Crítica de la película El mensajero.
Interesante historia de padre coraje al estilo americano con un buen reparto bien aprovechado.
Dwayne Johnson no es aquí La Roca, el personaje que creó en su etapa como estrella de la WWE y luego arrastró al cine con sus trabajos en La momia 2, El rey escorpión o más recientemente Fast and Furious. Aquí encontramos al Dwayne Johnson más actor en un papel totalmente distinto del que le conocemos, un personaje que se define por el drama y no por la acción, como demuestra la escena del encuentro con el hijo en la cárcel, una pesadilla para todo padre, que Johnson interpreta con solvencia, sin exceso melodramático, sin adornar el personaje. Las secuencias de acción son demasiado embarulladas, como las de la persecución del hijo del protagonista al principio o la paliza por la noche poco después. Pero el resto de la realización es bastante competente buscando crear estilo propio relacionado con el tema de la película, ese “basado en hechos reales” que queda respaldado por un tratamiento visual de cámara al hombro y pieza televisiva, con la cámara moviéndose entre los personajes en clave reporteril. Lo bueno es que eso lo hace sin renunciar a la naturaleza puramente cinematográfica de la propuesta, como demuestra la secuencia de la charla con el ex convicto en el bar, jugando con el espejo como elemento de ruptura para lo que con otra planificación habría sido una escena más convencional resuelta en plano contra plano. Además después de esa conversación, el personaje de John Bernthal (el Shane de la serie The Walking Dead, que después de dicha serie y este trabajo junto a La Roca está pidiendo a gritos más trabajos en el cine), cobra mayor protagonismo abriendo la trama a ese personaje del mundo criminal que se complementa a la perfección con el trabajo de Dwayne Johnson, prestándole respaldo. De hecho, Bernthal tiene una presencia de actor clásico del cine negro que recuerda a John Garfield.

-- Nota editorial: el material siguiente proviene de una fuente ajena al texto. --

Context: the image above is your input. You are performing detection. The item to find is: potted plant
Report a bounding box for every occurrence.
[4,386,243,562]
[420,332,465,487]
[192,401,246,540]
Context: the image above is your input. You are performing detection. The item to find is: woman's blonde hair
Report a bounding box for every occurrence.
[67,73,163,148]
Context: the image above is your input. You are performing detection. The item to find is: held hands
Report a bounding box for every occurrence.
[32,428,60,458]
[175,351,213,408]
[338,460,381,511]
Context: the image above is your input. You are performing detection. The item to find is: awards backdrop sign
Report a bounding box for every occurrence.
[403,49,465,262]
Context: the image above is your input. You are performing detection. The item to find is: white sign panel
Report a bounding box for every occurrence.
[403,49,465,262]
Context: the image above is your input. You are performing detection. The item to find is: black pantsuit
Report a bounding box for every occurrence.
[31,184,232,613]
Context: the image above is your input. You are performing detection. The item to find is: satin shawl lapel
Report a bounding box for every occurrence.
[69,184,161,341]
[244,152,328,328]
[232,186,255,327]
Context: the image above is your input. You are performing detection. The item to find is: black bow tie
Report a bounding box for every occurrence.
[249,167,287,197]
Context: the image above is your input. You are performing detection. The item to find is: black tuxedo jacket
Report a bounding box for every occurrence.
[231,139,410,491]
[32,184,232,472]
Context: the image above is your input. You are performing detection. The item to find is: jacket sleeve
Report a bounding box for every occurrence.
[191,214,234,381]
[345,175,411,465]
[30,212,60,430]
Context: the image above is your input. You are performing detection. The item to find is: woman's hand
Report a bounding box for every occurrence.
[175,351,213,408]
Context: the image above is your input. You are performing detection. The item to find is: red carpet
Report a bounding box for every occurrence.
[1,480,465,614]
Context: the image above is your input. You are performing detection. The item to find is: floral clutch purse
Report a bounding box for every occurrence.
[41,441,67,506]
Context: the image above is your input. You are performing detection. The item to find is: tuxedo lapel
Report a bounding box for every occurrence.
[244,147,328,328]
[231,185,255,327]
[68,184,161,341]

El reparto se refuerza en sus recursos secundarios con valores seguros entre los que destaca Susan Sarandon como la política ambiciosa, Barry Pepper como el policía antidroga, Benjamin Bratt como el traficante y Melina Kanakeredes, la co-protagonista de CSI: New York, como la preocupada madre. De todos estos elementos sale un equilibrio incluso en las escenas más convencionales que sacan partido a sus actores esquivando así la siempre peligrosa proximidad a planteamientos más propios del telefilme, un territorio en el que este tipo de historias basadas en hechos reales suelen naufragar en el tópico y la repetición melodramática propia de la programación de sobremesa del fin de semana. El reparto y un trabajo de guión y dirección bien orquestado alejan la película de esa posibilidad y la mantienen en un terreno intermedio entre la trama policíaca en clave de cine negro vertiente crook story, representada por el personaje de Bernthal, y la peripecia de padre coraje abnegado que como he dicho constituye una grata sorpresa en la filmografía de Dwayne Johnson y es su trabajo más sólido como actor hasta el momento.
Inspirada en el documental Snitch, que abordaba los sucesos relacionados con esa peripecia del padre coraje interpretado por Johnson para esta reconstrucción en clave de ficción, la película está construida como una sólida y creíble historia de intriga en la que las secuencias de acción no llegan hasta el final, están bien administradas y contribuyen a un buen desenlace de la tensión creciente que las precede. En todo momento podemos vivir la historia de los protagonistas con la sensación de que nos acercamos a esos enfrentamientos violentos al final del camino que tan bien ha dosificado el guionista y el director. En lugar de tirar por el camino más fácil, que habría sido explotar el argumento a modo de punto de partida para montar una fábula de acción más o menso convencional, los responsables de este proyecto han decidido ir por el camino más serio y también el más difícil, planteando una película que sigue los acontecimientos en esa clave de cámara al hombro, cierto es que en algunos planos movida en exceso, algo loca para mi gusto, pero en cualquier caso eficaz para ir desvelando las claves de una historia que también tiene su lado de denuncia, plenamente expresado en esa frase final que antecede a los créditos, sobre las penas aplicadas a distintos delitos en la legislación estadounidense, bastante farisea en estos asuntos. De hecho, lo que cuenta la película es cómo las fuerzas de la ley trasladan la responsabilidad de infiltrarse en las organizaciones criminales para combatir el tráfico de droga a un padre de familia absolutamente ajeno a ese mundo sometiéndolo a un chantaje en toda regla que mediante un truco legal les permite retener a su hijo como rehén hasta que el padre consiga facilitarles una detención que puedan explotar promocionalmente ante la prensa.
Un paisaje temible, pero sin duda real, que hace reflexionar sobre hasta qué punto los Estados Unidos mirados como el país de la libertad están empezando a convertirse en una pesadilla edificada sobre las ruinas de su propia mitificación.
Así pues, además de una buena trama de intriga, un eficaz trabajo de dirección y de interpretación, con alguna que otra grata sorpresa en el reparto (como digo Bernthal pide a gritos papeles protagonistas, esperemos que su físico con nariz de boxeador no le impida alcanzarlos o le deje encasillado en papeles de acción o tipo siniestro, sería un desperdicio de su talento), El mensajero tiene también su buena dosis de denuncia. Su mejor compañía serían títulos como la miniserie española Padre coraje (2002), dirigida por Benito Zambrano con Juan Diego como protagonista.